Table of Contents

Working with Python

Python is available on all Sterrewacht and Lorentz Institute GNU/Linux workstations. In most cases, both python v2 and python v3 are available. Please note that python v2 has reached its end-of-life on 01-01-2020 and therefore is no longer actively supported.

Python packages

Many common python packages, such as numpy, scipy, and astropy are available to any users regardless of the workstation/server. These are installed either locally to the workstation – usually via the OS package manager – or remotely and exposed to the users by means of the module command.

For local python installations, you can list all installed packages via

python3 -m pip list # or python2 -m pip list

For remote python installations – installations on our software disk – you must first load a python module and then list all packages in that module

module load Python/3.6.6-foss-2018b
which python
/easybuild/easybuild/fc31/software/Python/3.6.6-foss-2018b/bin/python
python -m pip list

If the package you would like to use is not installed at all you have two options:

The two options are described in detail in the sections below.

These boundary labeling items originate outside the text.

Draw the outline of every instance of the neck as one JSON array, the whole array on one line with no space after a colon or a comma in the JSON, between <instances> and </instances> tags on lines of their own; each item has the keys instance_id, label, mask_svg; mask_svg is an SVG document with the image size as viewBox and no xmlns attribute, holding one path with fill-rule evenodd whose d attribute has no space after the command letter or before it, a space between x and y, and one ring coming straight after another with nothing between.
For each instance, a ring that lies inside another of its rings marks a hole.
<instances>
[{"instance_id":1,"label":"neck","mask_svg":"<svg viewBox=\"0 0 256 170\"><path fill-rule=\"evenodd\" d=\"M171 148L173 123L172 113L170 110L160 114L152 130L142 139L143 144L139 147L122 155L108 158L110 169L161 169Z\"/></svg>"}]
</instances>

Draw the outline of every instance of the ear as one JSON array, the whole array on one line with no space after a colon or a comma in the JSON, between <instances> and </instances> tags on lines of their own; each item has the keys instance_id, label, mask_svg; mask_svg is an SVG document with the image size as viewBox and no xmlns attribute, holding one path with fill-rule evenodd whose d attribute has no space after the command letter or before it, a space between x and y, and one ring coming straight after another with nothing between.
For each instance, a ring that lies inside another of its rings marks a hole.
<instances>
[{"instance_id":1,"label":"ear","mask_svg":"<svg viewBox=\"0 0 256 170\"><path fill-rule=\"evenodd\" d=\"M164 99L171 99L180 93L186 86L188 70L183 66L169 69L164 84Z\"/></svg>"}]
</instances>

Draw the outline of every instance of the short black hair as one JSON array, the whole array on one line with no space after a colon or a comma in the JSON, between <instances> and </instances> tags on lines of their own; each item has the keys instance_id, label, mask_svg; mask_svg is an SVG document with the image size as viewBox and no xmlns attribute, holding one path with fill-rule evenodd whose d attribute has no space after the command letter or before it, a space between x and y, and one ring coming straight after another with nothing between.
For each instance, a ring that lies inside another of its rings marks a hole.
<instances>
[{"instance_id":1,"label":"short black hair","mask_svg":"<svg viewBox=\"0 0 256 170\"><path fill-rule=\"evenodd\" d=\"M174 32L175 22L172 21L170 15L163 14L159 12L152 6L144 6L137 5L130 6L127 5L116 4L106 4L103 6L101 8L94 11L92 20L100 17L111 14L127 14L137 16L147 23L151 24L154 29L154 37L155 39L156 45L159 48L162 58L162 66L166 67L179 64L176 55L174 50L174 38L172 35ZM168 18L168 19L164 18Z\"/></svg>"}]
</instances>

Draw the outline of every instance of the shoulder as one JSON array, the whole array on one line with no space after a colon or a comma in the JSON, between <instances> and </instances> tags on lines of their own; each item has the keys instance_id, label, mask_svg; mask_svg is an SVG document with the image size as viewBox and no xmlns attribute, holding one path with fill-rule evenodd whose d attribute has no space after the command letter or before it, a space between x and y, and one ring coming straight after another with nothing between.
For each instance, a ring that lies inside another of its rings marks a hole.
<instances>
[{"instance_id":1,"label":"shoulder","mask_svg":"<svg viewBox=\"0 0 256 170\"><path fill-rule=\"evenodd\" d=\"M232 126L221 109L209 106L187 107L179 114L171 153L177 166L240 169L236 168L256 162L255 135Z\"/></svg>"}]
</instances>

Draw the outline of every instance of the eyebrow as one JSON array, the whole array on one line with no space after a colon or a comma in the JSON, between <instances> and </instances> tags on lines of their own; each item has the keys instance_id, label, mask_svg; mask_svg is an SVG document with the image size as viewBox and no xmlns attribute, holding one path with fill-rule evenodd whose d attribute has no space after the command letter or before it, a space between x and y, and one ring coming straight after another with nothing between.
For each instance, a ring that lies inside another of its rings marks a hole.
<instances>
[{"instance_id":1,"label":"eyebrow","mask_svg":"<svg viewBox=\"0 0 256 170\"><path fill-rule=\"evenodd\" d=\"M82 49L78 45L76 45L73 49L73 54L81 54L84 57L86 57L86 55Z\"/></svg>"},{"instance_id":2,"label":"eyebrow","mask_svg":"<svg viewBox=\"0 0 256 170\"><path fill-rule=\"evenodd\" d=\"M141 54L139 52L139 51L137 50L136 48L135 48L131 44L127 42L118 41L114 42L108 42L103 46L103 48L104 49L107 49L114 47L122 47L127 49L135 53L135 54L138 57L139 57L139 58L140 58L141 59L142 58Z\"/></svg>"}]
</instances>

Request a Python Package Installation

If you believe that the required package could be useful to other researchers in the Observatory or Lorentz Institute, then you can request its installation via our helpdesk https://helpdesk.strw.leidenuniv.nl/ (STRW) or https://helpdesk.lorentz.leidenuniv.nl/ (Lorentz) giving motivations and detailed instructions on where to find the requested package and its license information. We will notify you when the installation is complete.

Install a Python Package yourself

There are instances in which you would like to install a python package that is not useful to other researchers in your department and/or you are a developer who wants to try and modify development versions of installed packages or new packages. In other words, if

  1. The package is not of interest to the majority of users.
  2. You want a custom stash of packages, that is not visible to other users.
  3. You want to isolate a set of packages to a specific python application, usually to minimize the possibility of version conflicts.

we advise you follow one of the methods below to install the package yourself. Rest assured though that we can always assist you during the process.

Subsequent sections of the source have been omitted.